Jeans instability in a tidally disrupted halo satellite galaxy

We use a hybrid test particle/N-body simulation to integrate four million massless test particle trajectories within a fully self-consistent 10(5) particle N-body simulation. The number of massless particles allows us to resolve fine structure in the spatial distribution and phase space of a dwarf galaxy as it is disrupted in the tidal field of a Milky Way type galaxy. The tidal tails exhibit nearly periodic clumping. By running simulations with different satellite particle mass, halo particle mass, number of massive and massless particles and with and without a galaxy disc, we have determined that the instabilities are not due to numerical noise, amplification of structure in the halo or shocking as the satellite passes through the disc of the galaxy. We measure Jeans wavelengths and growth time-scales in the tidal tail and show that the Jeans instability is a viable explanation for the clumps.

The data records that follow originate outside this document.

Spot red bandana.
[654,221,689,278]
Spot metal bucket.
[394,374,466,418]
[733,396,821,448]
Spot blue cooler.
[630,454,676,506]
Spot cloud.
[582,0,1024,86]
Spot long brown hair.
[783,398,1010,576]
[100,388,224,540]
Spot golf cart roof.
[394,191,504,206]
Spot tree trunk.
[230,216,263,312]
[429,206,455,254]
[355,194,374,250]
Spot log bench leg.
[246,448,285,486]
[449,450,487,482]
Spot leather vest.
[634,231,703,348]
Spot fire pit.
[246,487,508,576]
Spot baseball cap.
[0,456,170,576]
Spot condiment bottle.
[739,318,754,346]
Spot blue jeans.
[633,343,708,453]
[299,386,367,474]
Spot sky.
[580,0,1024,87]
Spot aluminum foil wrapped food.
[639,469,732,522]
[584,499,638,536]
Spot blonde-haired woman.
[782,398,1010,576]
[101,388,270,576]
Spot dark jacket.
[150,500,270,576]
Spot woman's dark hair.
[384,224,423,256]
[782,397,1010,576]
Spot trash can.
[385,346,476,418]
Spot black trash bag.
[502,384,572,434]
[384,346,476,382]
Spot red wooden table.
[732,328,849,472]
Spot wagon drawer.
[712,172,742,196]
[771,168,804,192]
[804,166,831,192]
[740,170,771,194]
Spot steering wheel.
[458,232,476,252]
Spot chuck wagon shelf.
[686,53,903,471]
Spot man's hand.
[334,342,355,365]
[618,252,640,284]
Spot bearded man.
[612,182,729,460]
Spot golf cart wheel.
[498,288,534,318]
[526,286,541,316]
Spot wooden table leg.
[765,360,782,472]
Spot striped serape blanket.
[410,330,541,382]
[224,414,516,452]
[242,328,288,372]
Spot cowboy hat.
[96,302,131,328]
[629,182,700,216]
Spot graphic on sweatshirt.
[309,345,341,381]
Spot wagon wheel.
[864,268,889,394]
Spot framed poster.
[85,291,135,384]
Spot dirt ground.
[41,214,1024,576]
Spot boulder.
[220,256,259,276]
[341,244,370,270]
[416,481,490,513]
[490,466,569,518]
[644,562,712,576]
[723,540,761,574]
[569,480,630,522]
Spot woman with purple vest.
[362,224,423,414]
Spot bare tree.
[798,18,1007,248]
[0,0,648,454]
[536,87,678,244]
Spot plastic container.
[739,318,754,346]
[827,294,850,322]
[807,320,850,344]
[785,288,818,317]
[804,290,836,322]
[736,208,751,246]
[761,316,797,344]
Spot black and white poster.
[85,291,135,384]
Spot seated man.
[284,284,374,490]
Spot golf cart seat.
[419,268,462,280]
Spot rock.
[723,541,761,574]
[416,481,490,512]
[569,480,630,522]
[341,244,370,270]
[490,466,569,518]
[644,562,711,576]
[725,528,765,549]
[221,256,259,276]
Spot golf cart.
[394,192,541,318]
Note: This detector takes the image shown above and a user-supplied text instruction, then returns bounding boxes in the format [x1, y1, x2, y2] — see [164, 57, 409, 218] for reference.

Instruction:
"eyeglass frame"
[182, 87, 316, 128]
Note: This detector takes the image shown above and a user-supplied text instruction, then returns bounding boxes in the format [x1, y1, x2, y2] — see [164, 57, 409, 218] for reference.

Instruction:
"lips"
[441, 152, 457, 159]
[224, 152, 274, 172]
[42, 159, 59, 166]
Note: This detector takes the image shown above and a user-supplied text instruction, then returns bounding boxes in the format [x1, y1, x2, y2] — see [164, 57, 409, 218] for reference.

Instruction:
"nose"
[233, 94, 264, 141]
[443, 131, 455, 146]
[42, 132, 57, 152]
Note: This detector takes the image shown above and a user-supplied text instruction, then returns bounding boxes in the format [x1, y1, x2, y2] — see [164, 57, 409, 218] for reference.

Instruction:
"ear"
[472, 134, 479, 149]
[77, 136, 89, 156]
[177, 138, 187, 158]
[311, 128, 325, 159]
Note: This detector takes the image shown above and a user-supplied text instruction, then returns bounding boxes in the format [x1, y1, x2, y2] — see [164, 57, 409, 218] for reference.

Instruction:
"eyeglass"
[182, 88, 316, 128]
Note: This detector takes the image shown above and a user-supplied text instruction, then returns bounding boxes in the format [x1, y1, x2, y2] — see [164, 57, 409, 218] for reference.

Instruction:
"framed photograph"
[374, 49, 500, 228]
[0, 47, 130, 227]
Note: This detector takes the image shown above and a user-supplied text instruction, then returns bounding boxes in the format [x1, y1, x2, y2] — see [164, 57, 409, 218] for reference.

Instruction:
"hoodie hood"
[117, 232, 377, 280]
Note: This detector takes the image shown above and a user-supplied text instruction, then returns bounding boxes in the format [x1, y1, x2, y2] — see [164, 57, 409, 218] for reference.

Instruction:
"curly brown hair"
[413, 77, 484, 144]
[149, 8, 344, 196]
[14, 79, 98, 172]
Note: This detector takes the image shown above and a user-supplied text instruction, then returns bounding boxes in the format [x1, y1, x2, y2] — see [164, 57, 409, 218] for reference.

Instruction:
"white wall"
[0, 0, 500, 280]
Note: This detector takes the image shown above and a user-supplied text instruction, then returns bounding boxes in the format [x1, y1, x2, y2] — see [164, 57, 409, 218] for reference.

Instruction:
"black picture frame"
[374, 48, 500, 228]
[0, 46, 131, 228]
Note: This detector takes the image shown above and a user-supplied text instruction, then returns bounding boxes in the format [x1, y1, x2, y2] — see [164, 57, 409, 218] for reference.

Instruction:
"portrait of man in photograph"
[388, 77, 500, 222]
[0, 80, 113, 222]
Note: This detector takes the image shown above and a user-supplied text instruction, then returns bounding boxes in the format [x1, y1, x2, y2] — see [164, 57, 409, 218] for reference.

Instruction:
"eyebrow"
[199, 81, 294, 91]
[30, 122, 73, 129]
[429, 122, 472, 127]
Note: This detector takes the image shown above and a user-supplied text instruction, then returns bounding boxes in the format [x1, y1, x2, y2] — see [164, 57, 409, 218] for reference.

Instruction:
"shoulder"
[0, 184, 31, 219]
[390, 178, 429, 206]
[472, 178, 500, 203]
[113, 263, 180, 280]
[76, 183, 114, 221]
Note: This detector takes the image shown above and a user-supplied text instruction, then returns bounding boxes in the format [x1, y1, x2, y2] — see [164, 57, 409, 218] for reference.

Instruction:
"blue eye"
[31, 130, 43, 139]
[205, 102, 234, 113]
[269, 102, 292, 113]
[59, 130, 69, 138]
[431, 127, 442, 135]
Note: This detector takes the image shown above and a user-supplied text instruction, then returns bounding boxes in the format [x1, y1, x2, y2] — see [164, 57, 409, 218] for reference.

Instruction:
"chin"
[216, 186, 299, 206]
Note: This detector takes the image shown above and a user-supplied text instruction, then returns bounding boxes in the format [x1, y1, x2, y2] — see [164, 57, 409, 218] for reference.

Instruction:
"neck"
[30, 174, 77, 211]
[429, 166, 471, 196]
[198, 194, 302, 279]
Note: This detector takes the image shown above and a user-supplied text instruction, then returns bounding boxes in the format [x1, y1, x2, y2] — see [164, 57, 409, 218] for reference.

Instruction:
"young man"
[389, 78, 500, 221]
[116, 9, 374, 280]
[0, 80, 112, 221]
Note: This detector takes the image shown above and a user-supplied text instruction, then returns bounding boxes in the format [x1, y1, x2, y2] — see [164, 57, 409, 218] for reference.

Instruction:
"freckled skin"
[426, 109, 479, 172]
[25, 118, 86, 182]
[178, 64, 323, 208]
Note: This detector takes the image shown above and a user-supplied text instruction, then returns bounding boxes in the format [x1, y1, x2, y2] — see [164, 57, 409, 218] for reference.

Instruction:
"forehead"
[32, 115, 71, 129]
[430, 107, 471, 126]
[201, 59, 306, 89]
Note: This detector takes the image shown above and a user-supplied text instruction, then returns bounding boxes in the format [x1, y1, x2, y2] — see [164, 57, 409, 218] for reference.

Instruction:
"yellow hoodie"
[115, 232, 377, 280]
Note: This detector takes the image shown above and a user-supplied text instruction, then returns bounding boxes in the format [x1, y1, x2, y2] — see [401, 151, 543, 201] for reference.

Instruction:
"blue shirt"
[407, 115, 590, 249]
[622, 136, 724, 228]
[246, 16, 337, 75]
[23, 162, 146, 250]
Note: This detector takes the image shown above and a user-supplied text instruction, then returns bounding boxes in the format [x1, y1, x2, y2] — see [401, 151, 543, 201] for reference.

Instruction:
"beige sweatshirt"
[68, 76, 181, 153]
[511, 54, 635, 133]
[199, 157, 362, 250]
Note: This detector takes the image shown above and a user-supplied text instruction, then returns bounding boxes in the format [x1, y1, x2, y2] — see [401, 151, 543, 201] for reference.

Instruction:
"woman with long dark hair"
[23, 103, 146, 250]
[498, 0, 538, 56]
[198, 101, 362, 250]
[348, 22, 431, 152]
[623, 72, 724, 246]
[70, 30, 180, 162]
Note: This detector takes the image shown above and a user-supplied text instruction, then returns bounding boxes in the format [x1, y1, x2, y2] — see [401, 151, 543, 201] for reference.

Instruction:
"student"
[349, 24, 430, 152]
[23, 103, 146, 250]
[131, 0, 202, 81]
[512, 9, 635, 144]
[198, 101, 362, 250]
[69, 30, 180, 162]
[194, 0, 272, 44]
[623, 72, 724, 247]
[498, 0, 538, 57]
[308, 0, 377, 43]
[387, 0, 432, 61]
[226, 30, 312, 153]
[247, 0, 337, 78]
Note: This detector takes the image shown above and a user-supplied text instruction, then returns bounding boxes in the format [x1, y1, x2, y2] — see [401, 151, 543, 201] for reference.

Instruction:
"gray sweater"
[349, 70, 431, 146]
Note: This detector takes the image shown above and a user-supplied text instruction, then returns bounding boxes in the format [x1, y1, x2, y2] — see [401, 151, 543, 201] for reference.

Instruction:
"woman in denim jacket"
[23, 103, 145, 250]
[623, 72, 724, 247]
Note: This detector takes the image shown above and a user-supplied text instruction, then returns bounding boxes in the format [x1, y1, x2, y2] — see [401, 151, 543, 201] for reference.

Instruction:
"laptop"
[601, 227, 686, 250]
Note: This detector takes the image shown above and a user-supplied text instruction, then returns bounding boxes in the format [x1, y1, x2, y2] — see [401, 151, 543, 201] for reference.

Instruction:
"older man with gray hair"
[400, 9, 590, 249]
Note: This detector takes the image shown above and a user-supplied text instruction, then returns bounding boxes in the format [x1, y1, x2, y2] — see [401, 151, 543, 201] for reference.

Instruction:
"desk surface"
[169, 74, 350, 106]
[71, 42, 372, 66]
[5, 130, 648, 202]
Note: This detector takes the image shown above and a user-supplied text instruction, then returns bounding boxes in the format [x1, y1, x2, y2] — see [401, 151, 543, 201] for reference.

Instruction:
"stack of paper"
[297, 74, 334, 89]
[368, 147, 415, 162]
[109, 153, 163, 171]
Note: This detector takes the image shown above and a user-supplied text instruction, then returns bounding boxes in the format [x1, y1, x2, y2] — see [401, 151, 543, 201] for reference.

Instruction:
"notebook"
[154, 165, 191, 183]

We find that the instability causes velocity perturbations of order 10 km s(-1). Clumps in tidal tails present in the Milky Way could be seen in stellar radial velocity surveys as well as number counts. We find that the unstable wavelength growth is sensitive to the simulated mass of dark matter halo particles. A simulation with a smoother halo exhibits colder and thinner tidal tails with more closely spaced clumps than a simulation with more massive dark matter halo particles. Heating by the halo particles increases the Jeans wavelength in the tidal tail affecting substructure development, suggesting an intricate connection between tidal tails and dark matter halo substructure.